Deep-seated Double-Mindedness

The strands of this intolerable stalemate are woven into the fabric of Corsican life. As one expert puts it, "in every family there is a customs inspector, a gendarme, a gangster and nationalist..." (4) France has no partner in crafting an exit strategy.

Every way out leads through dangerous territory. Should some constitutional legerdemain leading to separation be found, it will quicken the demands of other regions within metropolitan France aspiring to extensive autonomy. In the words of a former Minister of the Interior "Who would be naive enough to think that whatever has been granted to Corsica won't be demanded by the Basques, by Brittany, by Savoy, and Franche-Comté?"(5) He might have added Alsace, which is reclaiming its German roots.

But France, the prime mover of a European Union Constitution that will raise human rights to new heights, can hardly afford to apply the harsh, bloody measures necessary to restore the rule of law. Further, in the name of a Federated Europe, it is engaged in a process of self-imposed deconstruction, giving up the symbols of nationhood such as a currency and an immigration policy of its own, hoping to restore its lost power and influence as a province in the enlarged European Union rather than as an independent nation-state. The imposition of authority by strong-arm tactics is strictly verboten. The Corsican impasse will not end soon.

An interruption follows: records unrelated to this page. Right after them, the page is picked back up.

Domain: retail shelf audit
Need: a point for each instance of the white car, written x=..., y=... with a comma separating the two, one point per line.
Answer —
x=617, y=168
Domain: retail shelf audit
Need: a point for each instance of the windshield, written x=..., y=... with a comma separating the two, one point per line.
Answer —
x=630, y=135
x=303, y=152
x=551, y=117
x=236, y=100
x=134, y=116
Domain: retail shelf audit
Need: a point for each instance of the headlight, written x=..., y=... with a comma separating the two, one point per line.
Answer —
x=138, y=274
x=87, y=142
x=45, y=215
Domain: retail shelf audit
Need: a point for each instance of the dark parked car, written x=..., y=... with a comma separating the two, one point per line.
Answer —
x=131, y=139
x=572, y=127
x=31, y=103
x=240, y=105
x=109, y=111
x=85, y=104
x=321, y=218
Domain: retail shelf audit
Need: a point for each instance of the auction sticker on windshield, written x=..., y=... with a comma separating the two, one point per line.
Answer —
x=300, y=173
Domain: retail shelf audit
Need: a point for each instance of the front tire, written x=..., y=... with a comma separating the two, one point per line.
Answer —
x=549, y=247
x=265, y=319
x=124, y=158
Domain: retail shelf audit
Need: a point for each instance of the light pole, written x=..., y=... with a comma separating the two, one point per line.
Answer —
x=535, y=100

And Then There's Puerto Rico

The unhappy relations between France and Corsica hold a lesson for Americans. In recent years, the issue of statehood for Puerto Rico a Spanish-speaking Caribbean island has repeatedly come up in Congress, and is sure to resurface. Puerto Rico is a largely autonomous "Commonwealth" with ties to the United States that go back to 1898. Statehood sentiment is gaining momentum on the island, largely because of anticipated social welfare benefits and because its promoters assure voters that no change of language will be required.

In comparison, Puerto Rico has far less in common with the United States than Corsica has with France. Corsica's Mediterranean people, Catholic, entirely French-speaking and citizens of France for 235 years, had favored something close to unity, which arguably had been realized at some time. But the politicization of nostalgia for a waning cultural past has made Corsica ungovernable, and in the process has badly undermined the Western World's first and formerly one of the strongest of nation-states. Were Puerto Rico with its more than three million Latin American people (and another three million living in the U.S.) to enter the Union of States, we would soon face intransigent demands for "Puerto Rican exceptionalism" that no self-respecting nation-state can tolerate. The option of independence for an Estado de Puerto Rico would be forever gone. We fought a fratricidal Civil War to assert that principle.

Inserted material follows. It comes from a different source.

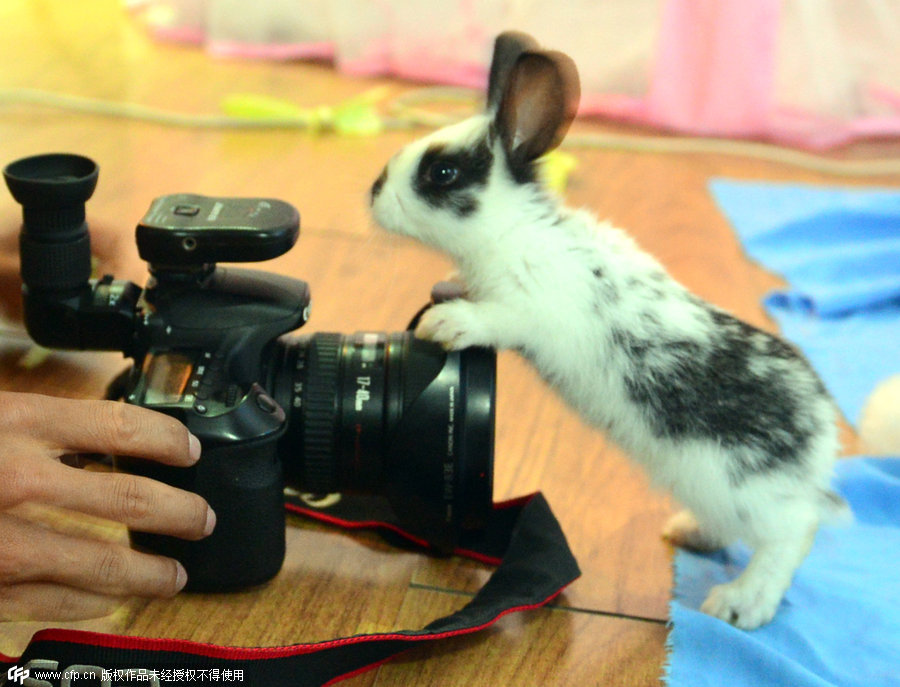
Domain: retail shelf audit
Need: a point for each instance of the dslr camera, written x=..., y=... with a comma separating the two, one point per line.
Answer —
x=375, y=413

The Corsica conflict teaches us that the statehood decision must not be Puerto Rico's alone. The American people, too, must be consulted before Congress takes this irrevocable step into a future of diminished unity and lost cohesiveness.

It has been said that Puerto Rico, with its intense Spanish-language loyalty, is our potential Quebec.

It is also our potential Corsica.

NOTES

1. According to an unsigned article in le Figaro magazine (5 May 2000), Corsican emigrants moved in large numbers to Puerto Rico where their descendants today number some 400,000. The article, full of factual errors, claims that Pierre Toussaint Vivoni of Cape Corsica became "Puerto Rico's first mayor."

2. A national corps of police officers functioning in the country's smaller cities and countryside, attached to the Ministry of Defense.

3. Jean Moulin, a former prefect who was head of the Résistance during the German occupation, was captured and killed by the Gestapo.

4. Jean-Marc Fombonne-Bresson, quoted in le Figaro, 10 February 1998, 10B.

5. Jean-Pierre Chevènement, quoted in le Figaro, 16 May 2001, 5.

About the author

Gerda Bikales is Guest Editor of this issue of The Social Contract.